宮内寿子「おはなしのへや」

日々、思うこと。

旅立たれた方へ

 体調を崩された入居者さんが、搬送先の病院でお亡くなりになりました。93歳、数えで94歳でした。甚(ジン)さん(仮名)とお呼びしておきます。何となくこの漢字が当てはまるような感じの方でした。お亡くなりになってから知ったことですが、お子さんを4人無くしているそうです。残ったのは、遠方に住む3男さんだけ。奥様を無くされてからずっと一人暮らしをされていて、一人暮らしが無理になって入居されました。

 結構こだわりが強く、ご自分の体調が悪くても、最後までボンベを引いて歩いていました。私は、プライドの問題なのかと思っていましたが、他のスタッフから「人数が少ないスタッフに迷惑をかけたくないからですよ」と教えられました。

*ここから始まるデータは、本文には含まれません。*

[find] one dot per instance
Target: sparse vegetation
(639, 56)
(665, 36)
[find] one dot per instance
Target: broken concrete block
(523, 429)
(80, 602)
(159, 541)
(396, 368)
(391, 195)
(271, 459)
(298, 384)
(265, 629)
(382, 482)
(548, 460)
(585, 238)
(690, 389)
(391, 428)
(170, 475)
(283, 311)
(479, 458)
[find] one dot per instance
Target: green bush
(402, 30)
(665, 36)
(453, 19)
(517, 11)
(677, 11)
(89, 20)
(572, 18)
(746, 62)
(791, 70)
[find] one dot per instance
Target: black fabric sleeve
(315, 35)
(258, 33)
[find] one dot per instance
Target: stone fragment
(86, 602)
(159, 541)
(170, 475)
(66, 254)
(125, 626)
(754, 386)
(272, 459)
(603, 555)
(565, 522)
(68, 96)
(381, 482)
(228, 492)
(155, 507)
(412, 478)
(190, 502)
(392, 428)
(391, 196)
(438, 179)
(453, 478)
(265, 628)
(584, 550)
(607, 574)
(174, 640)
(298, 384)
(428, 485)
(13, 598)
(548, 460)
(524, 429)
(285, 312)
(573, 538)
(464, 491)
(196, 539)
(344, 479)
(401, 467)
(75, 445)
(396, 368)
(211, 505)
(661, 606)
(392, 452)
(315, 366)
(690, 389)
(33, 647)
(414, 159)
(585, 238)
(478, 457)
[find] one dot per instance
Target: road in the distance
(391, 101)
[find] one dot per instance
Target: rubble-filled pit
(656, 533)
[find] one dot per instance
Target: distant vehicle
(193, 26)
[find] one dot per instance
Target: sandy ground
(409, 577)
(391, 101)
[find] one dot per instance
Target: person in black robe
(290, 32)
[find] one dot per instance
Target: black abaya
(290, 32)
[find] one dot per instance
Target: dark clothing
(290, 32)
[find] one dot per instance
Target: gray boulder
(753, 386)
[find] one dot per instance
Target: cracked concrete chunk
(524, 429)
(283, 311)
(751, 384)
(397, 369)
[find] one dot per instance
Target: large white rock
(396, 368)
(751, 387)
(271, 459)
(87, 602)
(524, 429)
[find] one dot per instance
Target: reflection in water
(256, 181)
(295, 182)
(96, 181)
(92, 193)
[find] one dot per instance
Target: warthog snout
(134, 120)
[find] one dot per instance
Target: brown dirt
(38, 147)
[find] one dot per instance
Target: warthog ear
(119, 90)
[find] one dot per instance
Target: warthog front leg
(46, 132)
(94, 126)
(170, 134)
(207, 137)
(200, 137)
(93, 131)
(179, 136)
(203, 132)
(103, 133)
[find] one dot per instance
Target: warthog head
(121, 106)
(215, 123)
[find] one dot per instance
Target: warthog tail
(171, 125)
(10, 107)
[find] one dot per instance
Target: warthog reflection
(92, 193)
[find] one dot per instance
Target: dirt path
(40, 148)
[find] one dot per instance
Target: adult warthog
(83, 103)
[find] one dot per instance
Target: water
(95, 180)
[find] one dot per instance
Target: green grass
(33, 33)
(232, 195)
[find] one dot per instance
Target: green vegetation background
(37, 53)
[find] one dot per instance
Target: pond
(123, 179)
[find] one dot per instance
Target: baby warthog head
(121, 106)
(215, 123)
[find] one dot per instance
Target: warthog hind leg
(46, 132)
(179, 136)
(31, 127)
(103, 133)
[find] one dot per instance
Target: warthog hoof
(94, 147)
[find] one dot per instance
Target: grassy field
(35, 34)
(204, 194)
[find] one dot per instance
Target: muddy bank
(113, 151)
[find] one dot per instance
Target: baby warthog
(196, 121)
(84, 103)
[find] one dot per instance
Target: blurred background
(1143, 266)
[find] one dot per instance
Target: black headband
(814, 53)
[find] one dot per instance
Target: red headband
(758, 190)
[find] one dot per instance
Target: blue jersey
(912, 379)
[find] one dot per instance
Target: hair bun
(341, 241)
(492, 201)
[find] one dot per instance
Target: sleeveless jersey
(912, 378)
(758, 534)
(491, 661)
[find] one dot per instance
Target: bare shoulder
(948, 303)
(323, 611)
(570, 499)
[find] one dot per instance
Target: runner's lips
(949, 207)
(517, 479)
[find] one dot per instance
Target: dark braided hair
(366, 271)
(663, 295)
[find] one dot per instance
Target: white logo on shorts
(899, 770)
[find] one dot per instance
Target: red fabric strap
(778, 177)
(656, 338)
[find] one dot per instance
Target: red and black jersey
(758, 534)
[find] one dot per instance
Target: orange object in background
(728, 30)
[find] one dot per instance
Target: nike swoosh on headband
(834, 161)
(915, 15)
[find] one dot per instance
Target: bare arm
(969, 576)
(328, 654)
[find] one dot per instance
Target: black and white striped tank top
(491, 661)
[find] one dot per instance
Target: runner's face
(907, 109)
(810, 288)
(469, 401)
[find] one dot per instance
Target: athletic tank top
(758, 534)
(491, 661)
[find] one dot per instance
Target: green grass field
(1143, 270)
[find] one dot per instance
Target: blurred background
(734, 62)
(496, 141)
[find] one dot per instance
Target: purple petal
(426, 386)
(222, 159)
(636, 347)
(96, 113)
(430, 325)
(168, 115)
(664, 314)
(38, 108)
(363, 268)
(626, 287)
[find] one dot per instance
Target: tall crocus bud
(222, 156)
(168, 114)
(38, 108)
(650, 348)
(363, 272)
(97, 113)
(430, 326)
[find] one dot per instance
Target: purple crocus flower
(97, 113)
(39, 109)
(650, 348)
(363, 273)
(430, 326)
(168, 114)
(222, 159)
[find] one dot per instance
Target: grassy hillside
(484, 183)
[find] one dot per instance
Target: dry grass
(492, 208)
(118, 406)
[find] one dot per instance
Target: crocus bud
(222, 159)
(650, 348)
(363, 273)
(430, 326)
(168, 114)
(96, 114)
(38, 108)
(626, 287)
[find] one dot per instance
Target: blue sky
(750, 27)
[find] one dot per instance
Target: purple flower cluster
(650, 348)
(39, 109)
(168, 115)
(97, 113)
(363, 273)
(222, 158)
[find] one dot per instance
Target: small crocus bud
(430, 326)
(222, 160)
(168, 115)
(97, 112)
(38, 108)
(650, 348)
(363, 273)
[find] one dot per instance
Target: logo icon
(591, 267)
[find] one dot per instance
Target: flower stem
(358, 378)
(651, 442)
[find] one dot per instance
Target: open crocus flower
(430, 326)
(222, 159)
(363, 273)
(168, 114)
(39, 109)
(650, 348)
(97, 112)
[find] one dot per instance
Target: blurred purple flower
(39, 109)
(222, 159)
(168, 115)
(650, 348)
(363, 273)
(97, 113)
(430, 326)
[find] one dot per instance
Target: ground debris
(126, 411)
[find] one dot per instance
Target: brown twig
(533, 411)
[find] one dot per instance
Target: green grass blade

 お風呂が好きで、息切れしながらでも入浴していました。そのときも、直接の介助は嫌がられて、やり方が悪いと不機嫌になりました。直接ではない見守りを要求されていて、最初は戸惑いました。見守ってくれていないと叱られたこともありますが、「ずっと居ましたよ」と言ったら、黙られました。介助する側としては、車いすで移動してもらって、傍で介助したほうが安心だし、ある意味楽なのですが、最後の最後までご自分の意志を通されました。

 将棋が好きで、日曜日に他の入居者さんと将棋を指すことを楽しみにしていました。サチュレーションが70%ということがあって、驚いたことがあります。「苦しくないですか?」と聞いても、黙って将棋を指していました。その時は、ご自分で移動用のボンベに付け替えて、スイッチを入れ忘れていたせいで、スイッチを入れて1時間しないうちに90%代まで回復しました。

 頑固で自分のやり方を通された方ですが、人に対する自分なりの律儀さをもっていました。自分を気遣ってくれる人への感謝も、ちょっとした表情などから分かるようになりました。お亡くなりになって、ご家族のことなどを聞くと、人間としての芯の剛さを感じます。甚さん(仮名)のご冥福を心よりお祈り申し上げます。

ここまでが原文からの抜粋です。